Gilbert's syndrome (GS) is caused by a reduction in the activity of hepatic bilirubin UDP-glucuronosyltransferase (UGT). This reduction is associated with UGT1A1*28 and UGT1A1*6 polymorphisms. Recent research also showed that carriage of UGT1A1*6 allele were significantly related with UGT1A7*3. Polymerase chain reaction-restriction fragment length polymorphism were utilized to determine UGT1A7 and UGT1A1 genes for 207 patients with GS and 207 gender/age-matched healthy controls. For the 207 healthy controls, linkage disequilibrium was observed between -57UGT1A7 and 622UGT1A7 loci (D' = 1.00 and r(2) = 1.00), -57UGT1A7 and 211UGT1A1 loci (D' = 0.72 and r(2) = 0.36), respectively. A dose-response effect for number of at-risk allele of UGT1A1 and risk for GS was noted (odds ratio (OR) = 8.19 for heterozygous UGT1A1*28 genotype; OR = 124.96 for homozygous UGT1A1*28 genotype; and p for trend <0.05).
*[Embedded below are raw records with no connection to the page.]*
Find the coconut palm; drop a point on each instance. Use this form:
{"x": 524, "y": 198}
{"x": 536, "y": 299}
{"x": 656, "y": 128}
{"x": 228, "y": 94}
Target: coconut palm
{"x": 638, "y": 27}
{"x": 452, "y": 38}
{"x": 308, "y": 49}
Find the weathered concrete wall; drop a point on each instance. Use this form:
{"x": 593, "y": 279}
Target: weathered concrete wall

Patients with combined genotypes carrying UGT1A7 variant alleles and UGT1A1 variant alleles (including UGT1A1*28 and UGT1A1*6) are associated with increased risk of GS (OR = 13.96 for patients with combined genotype carrying at least one variant allele of UGT1A1 and UGT1A7). In conclusion, the -57UGT1A7 (T>G) is highly associated with UGT1A7*3 and moderately associated with 211UGT1A1 (G>A). Certain UGT1A1/UGT1A7 combined genotypes are risk factors of GS.